How an International Marriage is no Different Than a “Normal” Marriage

Keishi and I on our Honeymoon in Long beach, Washington
My husband is from Tokyo, Japan, and I am from Washington State, USA. Before I got married to him, I was constantly warned that the differences between our cultures would be huge, and that it was something I really needed to worry about. Honestly, this got me super worried. I was constantly trying to find these “huge” differences between us. After we got married, I was again frequently asked, “Isn’t it hard with all of the cultural differences?” These questions and warnings gave me so much more stuff to worry about than was actually needed.

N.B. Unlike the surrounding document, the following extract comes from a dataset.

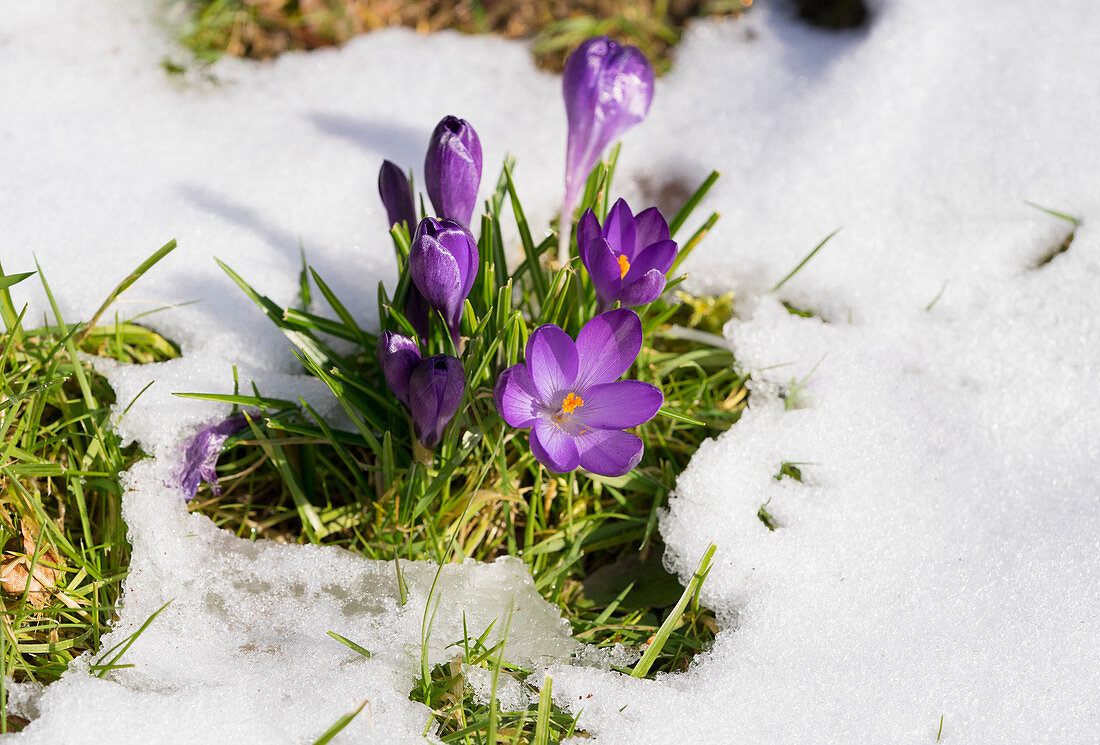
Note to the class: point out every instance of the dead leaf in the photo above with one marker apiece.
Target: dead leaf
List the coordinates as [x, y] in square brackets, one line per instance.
[15, 570]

I found that within every marriage there are cultural differences. Each family does things in their own unique way, even if the families were in the same town their whole life.  They perhaps do the dishes differently, or spend Saturdays differently than each other. Where this becomes a problem is when we think our way is “right” and our significant others way is “wrong” and it causes us to be upset. Even though you come from such similar environments and locations, this ethnocentrism can still take place.

Keishi and I are not all that different, however there are the small differences in the way that we were raised, and the ways we developed as individuals that cause these “cultural differences” but they are small, and insignificant. The problem is that at times we get prideful and ethnocentric and think that our way is the only right way, and it creates a little spat that was completely unnecessary to begin with. This doesn’t just happen with our marriage because it is an international one. It happens with most every marriage.

So if you are worried about going into an international marriage because of these “cultural differences” you have been warned about, don’t be. If you have similar beliefs and goals, then you should be all right. However, you still need to minimize differences like religion and other major beliefs – but this even applies to people getting married within the same geographical area.

Just remember a few things (for international, AND national marriage)
  •  Be humble: No, your way isn’t the only right way.
  • Learn the difference between “small stuff” and “big stuff”: small things don’t really matter (ex: how the dishes are done… either way they still get done right?), and big stuff does matter, and does need to be worked through (ex: religion, major beliefs… they greatly affect the direction your lives lead, so they need to be fairly similar).
  •  Compromise: like #1, be humble, and listen to your significant others way of doing things. Either agree to disagree, or try the new way for yourself. You may actually find that you like it better!
  • Look at things from a different perspective: One of my favorite quotes is by Harper Lee in To Kill a Mockingbird. It says: “You never really understand a person until you consider things from his point of view — until you climb into his skin and walk around in it.” It is important to think this way within marriage, and in any relationship, or even while traveling. It helps us avoid ethnocentrism, and be able to understand why perhaps things are done differently than our way.